Layui

Scrapy: Extract commented (hidden) content

匿名 (未验证) 提交于 2018-07-18 20:10:49

问题:

How can I extract content from within commented tags with scrappy ?

For instance, how to extract "Yellow" in the following example:

<div class="fruit">
    <div class="infos">
        <h2 class="Name">Banana</h2>
        <span class="edible">Edible: Yes</span>
    </div>
    <!--
    <p class="color">Yellow</p>
    -->
</div>

回答1:

You can use an XPath expression like //comment() to get the comment content, and then parse that content after having stripped the comment tags.
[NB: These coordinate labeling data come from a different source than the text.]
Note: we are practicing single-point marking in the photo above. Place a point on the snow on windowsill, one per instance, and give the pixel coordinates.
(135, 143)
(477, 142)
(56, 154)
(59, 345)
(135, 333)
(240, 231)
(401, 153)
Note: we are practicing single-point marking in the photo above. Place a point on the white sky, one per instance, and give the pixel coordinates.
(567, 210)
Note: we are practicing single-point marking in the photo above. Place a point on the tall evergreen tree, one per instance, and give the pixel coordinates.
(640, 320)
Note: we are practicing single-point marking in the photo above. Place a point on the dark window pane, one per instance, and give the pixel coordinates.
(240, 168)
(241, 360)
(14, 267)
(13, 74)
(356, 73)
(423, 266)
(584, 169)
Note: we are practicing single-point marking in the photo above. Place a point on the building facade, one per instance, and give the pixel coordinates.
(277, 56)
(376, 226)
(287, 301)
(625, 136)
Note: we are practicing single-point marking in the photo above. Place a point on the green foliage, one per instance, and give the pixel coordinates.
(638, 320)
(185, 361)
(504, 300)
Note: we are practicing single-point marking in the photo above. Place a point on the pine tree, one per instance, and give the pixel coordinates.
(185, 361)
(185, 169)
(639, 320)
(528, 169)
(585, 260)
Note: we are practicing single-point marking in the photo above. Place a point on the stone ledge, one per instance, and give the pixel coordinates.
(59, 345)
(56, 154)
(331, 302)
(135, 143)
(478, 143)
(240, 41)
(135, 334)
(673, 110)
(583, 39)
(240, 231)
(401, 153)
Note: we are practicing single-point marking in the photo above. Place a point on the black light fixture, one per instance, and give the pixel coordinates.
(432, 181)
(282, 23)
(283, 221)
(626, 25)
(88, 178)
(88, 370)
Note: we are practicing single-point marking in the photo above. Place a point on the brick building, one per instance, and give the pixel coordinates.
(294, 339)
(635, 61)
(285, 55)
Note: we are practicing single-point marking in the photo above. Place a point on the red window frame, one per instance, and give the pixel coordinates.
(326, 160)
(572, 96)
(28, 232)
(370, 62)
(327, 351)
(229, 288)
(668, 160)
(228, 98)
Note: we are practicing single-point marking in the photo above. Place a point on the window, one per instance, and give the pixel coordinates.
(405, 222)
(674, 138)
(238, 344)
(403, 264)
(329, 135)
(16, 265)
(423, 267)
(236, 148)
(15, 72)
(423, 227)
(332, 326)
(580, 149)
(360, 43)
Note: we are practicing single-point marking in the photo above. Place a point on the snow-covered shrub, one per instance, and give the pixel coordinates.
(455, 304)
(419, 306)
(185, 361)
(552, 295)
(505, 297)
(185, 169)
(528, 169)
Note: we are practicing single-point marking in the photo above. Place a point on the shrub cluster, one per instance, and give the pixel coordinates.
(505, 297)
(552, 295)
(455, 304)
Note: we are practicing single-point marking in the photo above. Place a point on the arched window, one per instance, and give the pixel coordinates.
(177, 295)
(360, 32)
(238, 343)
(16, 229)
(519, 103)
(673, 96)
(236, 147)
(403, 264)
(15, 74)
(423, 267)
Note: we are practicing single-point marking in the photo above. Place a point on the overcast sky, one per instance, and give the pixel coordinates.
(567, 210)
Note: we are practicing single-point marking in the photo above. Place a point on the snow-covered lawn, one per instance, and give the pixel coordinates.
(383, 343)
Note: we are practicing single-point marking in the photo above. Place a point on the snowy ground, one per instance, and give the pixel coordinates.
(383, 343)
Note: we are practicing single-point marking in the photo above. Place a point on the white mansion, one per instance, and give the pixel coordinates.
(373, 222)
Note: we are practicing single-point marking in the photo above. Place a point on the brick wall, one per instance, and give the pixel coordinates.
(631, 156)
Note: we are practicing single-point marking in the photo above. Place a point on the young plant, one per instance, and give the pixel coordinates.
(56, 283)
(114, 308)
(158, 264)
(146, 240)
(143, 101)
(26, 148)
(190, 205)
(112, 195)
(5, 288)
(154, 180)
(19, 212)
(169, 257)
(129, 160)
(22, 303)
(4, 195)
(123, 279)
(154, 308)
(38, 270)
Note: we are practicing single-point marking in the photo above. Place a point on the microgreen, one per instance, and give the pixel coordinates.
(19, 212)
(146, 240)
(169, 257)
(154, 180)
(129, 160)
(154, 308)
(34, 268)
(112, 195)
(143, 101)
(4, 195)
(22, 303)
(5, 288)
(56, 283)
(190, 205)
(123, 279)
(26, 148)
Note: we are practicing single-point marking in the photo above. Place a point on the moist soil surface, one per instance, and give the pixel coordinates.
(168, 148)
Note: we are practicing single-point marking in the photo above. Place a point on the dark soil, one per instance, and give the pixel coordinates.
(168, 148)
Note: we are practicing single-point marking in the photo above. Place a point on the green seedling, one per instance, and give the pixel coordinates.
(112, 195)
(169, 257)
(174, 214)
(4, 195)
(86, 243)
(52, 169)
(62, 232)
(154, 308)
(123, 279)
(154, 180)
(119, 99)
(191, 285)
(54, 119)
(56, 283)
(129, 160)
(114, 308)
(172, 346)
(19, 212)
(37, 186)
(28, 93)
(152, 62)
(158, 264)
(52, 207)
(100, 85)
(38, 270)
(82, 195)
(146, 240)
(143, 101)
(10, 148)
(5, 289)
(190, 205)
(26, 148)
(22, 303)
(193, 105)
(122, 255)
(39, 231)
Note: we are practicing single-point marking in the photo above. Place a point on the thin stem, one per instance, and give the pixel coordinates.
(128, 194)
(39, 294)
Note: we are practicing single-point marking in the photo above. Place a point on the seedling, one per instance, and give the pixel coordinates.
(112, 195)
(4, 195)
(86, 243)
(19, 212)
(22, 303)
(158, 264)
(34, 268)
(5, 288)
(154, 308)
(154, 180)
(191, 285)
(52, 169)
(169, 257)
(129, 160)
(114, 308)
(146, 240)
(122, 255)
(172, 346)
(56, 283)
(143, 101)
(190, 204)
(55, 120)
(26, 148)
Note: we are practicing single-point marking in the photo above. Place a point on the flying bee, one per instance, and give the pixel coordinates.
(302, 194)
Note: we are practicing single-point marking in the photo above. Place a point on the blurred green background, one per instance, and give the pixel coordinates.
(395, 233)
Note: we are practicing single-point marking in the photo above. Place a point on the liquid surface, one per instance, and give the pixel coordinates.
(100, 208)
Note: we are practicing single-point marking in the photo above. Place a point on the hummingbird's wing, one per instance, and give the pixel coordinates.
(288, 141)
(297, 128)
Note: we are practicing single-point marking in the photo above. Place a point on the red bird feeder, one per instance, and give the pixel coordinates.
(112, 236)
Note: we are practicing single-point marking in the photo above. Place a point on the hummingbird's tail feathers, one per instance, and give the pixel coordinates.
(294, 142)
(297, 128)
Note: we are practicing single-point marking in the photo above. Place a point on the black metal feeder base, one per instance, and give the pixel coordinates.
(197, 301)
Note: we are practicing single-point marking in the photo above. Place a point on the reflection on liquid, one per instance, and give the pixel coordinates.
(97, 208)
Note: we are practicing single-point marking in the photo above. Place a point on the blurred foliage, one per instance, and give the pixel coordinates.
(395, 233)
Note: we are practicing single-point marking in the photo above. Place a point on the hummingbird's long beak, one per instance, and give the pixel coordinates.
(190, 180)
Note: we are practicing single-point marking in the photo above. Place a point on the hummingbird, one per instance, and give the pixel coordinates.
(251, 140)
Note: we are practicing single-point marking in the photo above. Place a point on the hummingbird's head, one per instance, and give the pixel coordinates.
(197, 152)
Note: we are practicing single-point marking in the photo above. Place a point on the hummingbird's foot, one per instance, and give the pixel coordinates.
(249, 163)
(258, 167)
Example scrapy shell session:

paul@wheezy:~$ scrapy shell 
...
In [1]: doc = """<div class="fruit">
   ...:     <div class="infos">
   ...:         <h2 class="Name">Banana</h2>
   ...:         <span class="edible">Edible: Yes</span>
   ...:     </div>
   ...:     <!--
   ...:     <p class="color">Yellow</p>
   ...:     -->
   ...: </div>"""

In [2]: from scrapy.selector import Selector

In [4]: selector = Selector(text=doc, type="html")

In [5]: import re

In [6]: regex = re.compile(r'<!--(.*)-->', re.DOTALL)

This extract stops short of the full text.